Gross profit as a percentage of revenue (gross margin) during
the three months ended September 30, 2017 was 30.1%, compared to
34.7% for the same period in 2016. This
decrease in gross profit is a result of a small change in our sales
mix. We sold more of our lower margin six packs in the three months
ended September 30, 2017 than in the three months ended September
30, 2016. While we are updating our packaging to reduce costs on
six packs, we are still currently selling the remaining six packs
which were produced at higher costs. We anticipate maintaining
margins in the 30-40% range.
Sales, General and Administrative Expense
Sales,
general and administrative expense was $3,594,048 for the three
months ended September 30, 2017, as compared to $1,515,513 for the
three months ended September 30, 2016. This period over period
increase of $2,078,535 is the result of an increase of
approximately $1.2 million in marketing expenditures composed of
direct retailer marketing and brand awareness marketing in the New
England region. We also saw increases in stock-based compensation
and the issuance of equity to consultants of approximately
$400,000.
Change in Fair Value of Derivative Liabilities
The Company recorded a change in fair value of
derivative liabilities of a gain of $33,347 for the three months
ended September 30, 2017, as compared to a gain of
$3,051,973
for the change in fair value of
derivative liabilities for the three months ended September 30,
2016.
Interest Expense
Interest
expense for the three months ended September 30, 2017 was $59,311,
as compared to interest expense of $10,428 for the three months
ended September 30, 2016.
Income Taxes
There
is no income tax expense recorded for the three months ended
September 30, 2017 and 2016, as the Company’s calculated
provision (benefit) for income tax is based on annual expected tax
rates. As of September 30, 2017, the Company has tax net operating
loss carryforwards and a related deferred tax asset, offset by a
full valuation allowance.
Net Loss
Our net loss for the three months ended September
30, 2017 was $3,310,084 as compared to a net income of
$1,859,964
for the three months ended September
30, 2016. This year-over-year difference of approximately $5.17
million is primarily due an increase in operating expenses of
approximately $2.1 million, and a difference in the change of fair
value of derivatives of approximately $3.0 million in other income.

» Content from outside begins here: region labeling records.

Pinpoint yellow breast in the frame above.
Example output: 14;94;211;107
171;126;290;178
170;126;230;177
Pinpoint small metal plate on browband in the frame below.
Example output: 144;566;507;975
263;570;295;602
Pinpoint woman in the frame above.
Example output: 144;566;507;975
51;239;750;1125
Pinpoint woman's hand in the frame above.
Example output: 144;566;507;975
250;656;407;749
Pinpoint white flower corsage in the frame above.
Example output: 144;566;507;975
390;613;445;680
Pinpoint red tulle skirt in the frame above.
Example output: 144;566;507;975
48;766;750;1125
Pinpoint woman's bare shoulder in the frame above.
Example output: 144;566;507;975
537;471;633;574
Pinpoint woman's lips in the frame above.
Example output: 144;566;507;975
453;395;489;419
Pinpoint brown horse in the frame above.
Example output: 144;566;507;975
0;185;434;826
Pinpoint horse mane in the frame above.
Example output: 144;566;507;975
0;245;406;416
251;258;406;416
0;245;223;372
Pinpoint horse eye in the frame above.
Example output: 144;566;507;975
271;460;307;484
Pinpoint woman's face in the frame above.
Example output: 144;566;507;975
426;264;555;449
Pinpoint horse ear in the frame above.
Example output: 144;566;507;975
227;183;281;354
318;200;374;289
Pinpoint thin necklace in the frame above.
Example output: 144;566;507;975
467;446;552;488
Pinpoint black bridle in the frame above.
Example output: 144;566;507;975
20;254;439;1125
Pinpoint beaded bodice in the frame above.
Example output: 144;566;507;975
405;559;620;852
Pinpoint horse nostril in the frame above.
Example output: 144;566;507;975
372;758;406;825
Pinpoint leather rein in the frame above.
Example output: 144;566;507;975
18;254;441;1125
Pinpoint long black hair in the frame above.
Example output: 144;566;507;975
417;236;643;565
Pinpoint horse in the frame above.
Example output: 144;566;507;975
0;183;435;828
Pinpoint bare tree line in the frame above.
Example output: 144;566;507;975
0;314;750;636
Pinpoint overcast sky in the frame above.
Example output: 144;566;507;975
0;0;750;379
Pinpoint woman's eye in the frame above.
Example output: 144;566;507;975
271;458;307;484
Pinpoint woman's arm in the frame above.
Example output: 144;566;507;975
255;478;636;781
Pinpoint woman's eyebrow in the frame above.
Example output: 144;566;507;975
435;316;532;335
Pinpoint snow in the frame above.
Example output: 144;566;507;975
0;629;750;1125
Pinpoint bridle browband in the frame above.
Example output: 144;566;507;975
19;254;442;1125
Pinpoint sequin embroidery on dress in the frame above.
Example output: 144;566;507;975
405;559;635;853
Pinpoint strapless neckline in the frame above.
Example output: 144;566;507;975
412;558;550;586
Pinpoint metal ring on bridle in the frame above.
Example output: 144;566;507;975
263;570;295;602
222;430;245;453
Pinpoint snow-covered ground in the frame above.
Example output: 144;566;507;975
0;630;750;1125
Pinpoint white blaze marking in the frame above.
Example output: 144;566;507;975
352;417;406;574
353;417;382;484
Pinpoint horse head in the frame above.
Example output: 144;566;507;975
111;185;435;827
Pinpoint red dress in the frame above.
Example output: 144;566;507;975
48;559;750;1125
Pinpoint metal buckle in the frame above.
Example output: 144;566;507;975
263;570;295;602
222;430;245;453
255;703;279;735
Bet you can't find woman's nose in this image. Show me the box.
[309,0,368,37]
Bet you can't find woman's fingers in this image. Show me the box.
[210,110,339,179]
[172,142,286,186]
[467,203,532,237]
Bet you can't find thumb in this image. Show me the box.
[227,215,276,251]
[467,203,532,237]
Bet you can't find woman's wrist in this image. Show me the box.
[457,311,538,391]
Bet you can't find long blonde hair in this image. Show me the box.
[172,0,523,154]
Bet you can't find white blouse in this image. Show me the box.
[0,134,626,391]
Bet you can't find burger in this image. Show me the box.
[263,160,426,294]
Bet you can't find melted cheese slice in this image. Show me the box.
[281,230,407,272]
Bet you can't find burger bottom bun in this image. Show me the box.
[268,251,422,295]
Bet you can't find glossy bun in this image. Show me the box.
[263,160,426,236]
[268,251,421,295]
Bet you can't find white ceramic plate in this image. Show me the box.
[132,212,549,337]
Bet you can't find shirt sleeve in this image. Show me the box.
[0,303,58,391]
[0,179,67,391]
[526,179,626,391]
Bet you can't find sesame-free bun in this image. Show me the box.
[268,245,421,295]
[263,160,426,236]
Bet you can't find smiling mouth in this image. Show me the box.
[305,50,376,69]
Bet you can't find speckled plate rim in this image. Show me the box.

On a basic and diluted per share basis, our loss was $0.02 per
share for the three months ended September 30, 2017, as compared to
income of $0.01 per share for the three months ended September 30,
2016.
Comparison of the Nine Months Ended September 30, 2017 to the Nine
Months Ended September 30, 2016.
Net Sales
Net
sales for the nine months ended September 30, 2017 was $4,494,713,
compared with sales of $2,028,216 for the nine months ended
September 30, 2016, a 122% increase. This increase is
primarily the result of chain authorizations secured by our sales
team for shelf resets at retailers beginning in February 2017 and
continuing through June 2017. These authorizations have also
allowed our team to secure distributor partners in 45 states. Many
of these distributors received their initial shipments in February
and March, with the remaining distributors having received their
initial shipments in April through June.
The
percentage that each product category represented of our net sales
is as follows:
Product Category
|
Nine Months Ended
September 30, 2017
(% of Sales)
|
AquaBall™
|
96%
|
Bazi®
|
4%
|
Gross Profit and Gross Margin
Gross profit for the nine months ended
September 30, 2017 was $1,575,768, compared to gross profit of
$143,907 for the nine months ended September 30, 2016.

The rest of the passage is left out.